= Ledgowan Forest =

Deer forest in Scotland

Ledgowan Forest is a deer forest in the Northwest Highlands of Scotland. It stands in Wester Ross to the southwest of Achnasheen. Ledgowan Forest is the location of Carron Bog, the starting point of the River Carron.

Ledgowan Estate (which is almost synonymous with Ledgowan Forest) is owned by Rainheath Ltd, and extends over 12,000 acres (49 km^{2}) in this area. There is a hunting lodge just to the west of Achnasheen. Ledgowan was previously owned by Major Robert Ross, father of Walter John Macdonald Ross and grandfather of the courtier Malcolm Ross.
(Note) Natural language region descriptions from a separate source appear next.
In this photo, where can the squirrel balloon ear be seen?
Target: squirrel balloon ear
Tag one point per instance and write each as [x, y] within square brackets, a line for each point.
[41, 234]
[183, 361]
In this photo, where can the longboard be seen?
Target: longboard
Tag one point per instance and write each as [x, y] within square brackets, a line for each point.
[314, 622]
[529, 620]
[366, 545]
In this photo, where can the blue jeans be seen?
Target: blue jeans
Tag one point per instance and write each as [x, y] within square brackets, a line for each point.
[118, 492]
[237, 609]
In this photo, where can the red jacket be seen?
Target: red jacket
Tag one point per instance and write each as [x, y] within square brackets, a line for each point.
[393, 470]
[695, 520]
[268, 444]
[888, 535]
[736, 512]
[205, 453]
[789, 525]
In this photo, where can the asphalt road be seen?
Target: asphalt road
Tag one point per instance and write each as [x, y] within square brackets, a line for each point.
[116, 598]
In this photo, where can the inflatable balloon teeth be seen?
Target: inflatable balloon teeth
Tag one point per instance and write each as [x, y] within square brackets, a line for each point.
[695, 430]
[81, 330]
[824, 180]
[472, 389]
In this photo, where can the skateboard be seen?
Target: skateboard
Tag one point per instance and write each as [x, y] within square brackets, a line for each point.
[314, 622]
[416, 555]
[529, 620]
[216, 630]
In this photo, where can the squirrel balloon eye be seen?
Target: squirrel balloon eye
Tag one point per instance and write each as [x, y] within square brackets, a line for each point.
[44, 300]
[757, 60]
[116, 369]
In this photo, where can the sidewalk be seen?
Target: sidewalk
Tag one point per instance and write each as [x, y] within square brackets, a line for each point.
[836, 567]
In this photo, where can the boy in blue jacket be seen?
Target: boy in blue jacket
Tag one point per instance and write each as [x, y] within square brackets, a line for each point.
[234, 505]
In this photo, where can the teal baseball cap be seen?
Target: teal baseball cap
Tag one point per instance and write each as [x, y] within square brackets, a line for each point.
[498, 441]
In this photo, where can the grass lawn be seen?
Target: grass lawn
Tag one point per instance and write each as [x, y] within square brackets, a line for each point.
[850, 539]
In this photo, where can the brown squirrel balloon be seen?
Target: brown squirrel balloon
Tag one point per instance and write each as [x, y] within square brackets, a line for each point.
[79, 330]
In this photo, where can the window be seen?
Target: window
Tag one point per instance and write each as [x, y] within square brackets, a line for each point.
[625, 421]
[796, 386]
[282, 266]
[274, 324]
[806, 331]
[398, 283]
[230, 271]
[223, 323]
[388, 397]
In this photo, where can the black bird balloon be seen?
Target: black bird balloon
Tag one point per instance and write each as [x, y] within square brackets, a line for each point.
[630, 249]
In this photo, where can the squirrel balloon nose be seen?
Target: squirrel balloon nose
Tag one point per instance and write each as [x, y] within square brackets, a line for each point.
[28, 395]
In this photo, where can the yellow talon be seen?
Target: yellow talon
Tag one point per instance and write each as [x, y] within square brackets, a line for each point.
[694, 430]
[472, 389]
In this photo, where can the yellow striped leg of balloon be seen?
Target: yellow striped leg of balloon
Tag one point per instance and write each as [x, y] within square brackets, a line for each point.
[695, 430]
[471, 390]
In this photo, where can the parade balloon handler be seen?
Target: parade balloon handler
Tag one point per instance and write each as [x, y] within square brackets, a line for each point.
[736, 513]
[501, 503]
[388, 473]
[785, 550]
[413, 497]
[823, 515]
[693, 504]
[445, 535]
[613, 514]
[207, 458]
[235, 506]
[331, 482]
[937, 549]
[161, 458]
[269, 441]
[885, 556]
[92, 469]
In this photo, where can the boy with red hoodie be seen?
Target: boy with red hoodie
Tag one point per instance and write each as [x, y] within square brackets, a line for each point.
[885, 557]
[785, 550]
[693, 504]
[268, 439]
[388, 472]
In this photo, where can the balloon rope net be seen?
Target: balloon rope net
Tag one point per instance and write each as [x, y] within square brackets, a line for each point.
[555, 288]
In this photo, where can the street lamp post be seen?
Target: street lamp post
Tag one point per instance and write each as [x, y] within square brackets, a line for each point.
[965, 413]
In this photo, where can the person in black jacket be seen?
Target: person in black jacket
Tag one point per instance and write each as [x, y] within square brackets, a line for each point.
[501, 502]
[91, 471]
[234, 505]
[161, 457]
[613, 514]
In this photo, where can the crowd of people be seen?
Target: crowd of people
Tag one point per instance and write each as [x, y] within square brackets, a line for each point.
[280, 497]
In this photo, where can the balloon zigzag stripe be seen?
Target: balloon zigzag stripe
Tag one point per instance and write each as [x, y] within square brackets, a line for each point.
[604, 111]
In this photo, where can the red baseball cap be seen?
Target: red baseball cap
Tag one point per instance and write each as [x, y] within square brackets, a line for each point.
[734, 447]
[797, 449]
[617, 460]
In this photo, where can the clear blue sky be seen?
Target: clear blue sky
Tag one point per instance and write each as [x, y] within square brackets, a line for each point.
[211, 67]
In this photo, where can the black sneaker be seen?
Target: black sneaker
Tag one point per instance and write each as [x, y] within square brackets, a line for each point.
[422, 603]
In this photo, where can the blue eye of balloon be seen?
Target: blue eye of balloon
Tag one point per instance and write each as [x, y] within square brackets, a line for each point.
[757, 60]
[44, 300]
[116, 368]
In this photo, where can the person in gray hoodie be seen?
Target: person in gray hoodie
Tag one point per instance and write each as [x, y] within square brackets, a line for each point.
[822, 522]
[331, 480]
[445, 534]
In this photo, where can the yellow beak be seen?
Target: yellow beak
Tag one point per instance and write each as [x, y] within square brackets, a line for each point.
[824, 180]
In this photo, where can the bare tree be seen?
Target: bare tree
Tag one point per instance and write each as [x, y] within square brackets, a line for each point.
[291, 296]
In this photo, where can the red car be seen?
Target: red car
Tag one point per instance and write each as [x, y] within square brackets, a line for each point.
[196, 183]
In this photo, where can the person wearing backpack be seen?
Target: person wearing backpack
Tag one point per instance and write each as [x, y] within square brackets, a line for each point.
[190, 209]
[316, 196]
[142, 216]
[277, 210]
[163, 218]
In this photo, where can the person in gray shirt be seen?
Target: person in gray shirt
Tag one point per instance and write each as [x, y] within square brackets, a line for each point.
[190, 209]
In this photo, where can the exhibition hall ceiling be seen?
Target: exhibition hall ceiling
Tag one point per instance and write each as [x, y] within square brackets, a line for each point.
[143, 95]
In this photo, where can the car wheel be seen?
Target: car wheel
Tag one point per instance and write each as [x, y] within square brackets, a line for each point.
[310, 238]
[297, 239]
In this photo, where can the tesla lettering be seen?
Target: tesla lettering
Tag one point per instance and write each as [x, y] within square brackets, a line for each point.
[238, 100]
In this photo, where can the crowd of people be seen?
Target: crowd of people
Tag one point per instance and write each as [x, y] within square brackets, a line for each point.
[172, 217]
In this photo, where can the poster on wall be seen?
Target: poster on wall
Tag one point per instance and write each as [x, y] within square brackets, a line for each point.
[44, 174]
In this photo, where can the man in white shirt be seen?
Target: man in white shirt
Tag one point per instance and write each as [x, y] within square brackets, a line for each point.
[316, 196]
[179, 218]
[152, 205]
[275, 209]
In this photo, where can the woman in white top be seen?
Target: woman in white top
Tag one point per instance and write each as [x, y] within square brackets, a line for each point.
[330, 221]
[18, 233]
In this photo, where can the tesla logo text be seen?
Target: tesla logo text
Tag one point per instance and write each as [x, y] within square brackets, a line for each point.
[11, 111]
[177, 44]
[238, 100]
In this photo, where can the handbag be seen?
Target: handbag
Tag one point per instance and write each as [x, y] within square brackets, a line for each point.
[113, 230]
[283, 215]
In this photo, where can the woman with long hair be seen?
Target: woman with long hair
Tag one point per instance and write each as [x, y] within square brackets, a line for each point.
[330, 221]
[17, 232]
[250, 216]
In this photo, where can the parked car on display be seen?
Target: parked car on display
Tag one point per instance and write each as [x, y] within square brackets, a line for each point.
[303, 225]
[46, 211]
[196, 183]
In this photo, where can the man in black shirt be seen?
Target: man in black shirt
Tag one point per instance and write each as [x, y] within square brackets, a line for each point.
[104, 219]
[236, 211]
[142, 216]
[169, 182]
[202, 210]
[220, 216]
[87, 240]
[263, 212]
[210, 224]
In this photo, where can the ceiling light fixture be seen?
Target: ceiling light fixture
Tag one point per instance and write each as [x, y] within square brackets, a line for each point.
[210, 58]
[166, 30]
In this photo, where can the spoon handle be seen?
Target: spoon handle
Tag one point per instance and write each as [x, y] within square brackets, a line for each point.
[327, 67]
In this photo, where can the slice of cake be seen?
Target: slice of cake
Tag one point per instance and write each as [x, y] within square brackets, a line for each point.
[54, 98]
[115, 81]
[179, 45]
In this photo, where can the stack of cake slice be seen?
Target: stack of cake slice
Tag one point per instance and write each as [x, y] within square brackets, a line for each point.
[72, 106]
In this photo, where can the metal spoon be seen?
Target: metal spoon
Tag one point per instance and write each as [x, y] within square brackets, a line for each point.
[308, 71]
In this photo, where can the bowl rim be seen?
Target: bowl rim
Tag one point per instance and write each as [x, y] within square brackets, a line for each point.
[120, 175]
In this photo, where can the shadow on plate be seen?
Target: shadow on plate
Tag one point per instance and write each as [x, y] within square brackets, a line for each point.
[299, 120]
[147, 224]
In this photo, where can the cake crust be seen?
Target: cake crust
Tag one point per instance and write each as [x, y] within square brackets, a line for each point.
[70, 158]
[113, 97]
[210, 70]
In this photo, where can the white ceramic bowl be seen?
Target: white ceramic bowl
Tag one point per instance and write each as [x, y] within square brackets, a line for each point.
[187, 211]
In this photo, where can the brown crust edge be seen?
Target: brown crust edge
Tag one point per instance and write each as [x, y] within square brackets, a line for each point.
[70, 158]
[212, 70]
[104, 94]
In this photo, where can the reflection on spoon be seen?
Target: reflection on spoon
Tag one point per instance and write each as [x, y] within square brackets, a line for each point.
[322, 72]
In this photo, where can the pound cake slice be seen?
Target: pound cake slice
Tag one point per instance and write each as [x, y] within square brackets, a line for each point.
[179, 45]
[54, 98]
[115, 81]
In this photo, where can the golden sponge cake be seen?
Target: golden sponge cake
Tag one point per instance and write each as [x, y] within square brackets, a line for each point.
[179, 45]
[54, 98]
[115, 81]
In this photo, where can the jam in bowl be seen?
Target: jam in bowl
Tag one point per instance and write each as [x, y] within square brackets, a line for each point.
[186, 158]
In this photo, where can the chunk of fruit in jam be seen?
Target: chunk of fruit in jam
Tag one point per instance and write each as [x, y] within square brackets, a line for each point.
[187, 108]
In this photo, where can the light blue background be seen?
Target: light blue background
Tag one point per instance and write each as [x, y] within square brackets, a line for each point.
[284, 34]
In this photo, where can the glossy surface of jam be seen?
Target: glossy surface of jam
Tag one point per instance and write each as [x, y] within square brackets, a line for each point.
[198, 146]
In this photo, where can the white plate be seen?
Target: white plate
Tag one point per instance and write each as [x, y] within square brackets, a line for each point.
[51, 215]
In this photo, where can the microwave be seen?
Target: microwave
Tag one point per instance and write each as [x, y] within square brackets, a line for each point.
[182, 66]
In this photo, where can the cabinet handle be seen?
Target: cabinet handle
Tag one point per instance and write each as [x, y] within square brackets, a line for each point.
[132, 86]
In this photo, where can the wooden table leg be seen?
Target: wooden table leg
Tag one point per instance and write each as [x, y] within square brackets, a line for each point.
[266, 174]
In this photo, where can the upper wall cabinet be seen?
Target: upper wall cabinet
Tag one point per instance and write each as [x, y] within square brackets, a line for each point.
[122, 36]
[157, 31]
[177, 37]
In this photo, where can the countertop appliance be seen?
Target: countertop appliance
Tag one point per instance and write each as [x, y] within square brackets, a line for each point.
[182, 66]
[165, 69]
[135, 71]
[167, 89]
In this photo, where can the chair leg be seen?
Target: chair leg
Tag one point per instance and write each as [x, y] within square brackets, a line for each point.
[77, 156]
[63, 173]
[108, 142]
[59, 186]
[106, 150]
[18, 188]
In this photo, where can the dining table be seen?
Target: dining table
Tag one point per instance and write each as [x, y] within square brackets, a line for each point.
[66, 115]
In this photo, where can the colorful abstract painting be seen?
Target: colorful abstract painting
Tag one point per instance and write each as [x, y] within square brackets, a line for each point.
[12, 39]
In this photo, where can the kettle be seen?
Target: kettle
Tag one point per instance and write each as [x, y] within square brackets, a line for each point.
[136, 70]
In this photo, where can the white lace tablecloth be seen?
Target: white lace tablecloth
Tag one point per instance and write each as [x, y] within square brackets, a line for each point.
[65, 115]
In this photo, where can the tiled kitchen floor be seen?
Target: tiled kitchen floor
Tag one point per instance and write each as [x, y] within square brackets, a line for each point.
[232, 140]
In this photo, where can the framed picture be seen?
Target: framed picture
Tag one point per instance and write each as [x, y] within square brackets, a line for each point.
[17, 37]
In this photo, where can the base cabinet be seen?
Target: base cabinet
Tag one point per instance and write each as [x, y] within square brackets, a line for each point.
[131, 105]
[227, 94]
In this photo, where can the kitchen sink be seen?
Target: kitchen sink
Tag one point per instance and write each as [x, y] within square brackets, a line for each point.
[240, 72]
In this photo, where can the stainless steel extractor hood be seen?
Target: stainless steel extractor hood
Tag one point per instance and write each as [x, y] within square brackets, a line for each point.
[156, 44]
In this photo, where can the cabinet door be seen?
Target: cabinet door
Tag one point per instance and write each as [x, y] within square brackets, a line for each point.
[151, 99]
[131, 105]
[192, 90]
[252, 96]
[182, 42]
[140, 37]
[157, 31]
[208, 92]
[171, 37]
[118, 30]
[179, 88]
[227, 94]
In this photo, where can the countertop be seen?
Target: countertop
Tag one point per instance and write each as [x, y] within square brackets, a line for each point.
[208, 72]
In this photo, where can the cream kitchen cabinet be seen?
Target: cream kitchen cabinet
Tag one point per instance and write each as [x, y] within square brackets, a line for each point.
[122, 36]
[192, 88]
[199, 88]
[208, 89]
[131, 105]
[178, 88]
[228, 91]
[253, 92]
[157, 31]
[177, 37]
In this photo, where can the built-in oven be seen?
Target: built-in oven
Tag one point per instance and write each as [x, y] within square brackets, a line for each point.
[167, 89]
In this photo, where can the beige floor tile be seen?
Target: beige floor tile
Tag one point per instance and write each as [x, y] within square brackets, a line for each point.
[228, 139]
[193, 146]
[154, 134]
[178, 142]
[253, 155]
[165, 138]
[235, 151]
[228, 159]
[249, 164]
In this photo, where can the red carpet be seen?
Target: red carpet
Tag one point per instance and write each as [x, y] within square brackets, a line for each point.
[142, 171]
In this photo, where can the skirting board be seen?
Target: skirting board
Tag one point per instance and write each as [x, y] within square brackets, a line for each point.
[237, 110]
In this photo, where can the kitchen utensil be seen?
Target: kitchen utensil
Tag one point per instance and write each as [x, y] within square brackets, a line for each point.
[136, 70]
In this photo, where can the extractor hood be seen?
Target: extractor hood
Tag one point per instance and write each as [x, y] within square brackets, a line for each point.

The main attraction of Ledgowan Forest is stalking (as deer hunting is called in Scotland). Stalking is available on two separate beats on a mix of rolling hills and steep corries. Large stags are plentiful and the area was mentioned several times in the recent Half a Century of Scottish Deer Stalking by G. Kenneth Whitehead.

This region also offers wild trout fishing on the River Bran and lochs including Loch a'Chroisg and Loch Gowan. There is also Salmon fishing on the River Blackwater and gillies may be hired for this purpose. Grouse shooting occur locally in small numbers as well.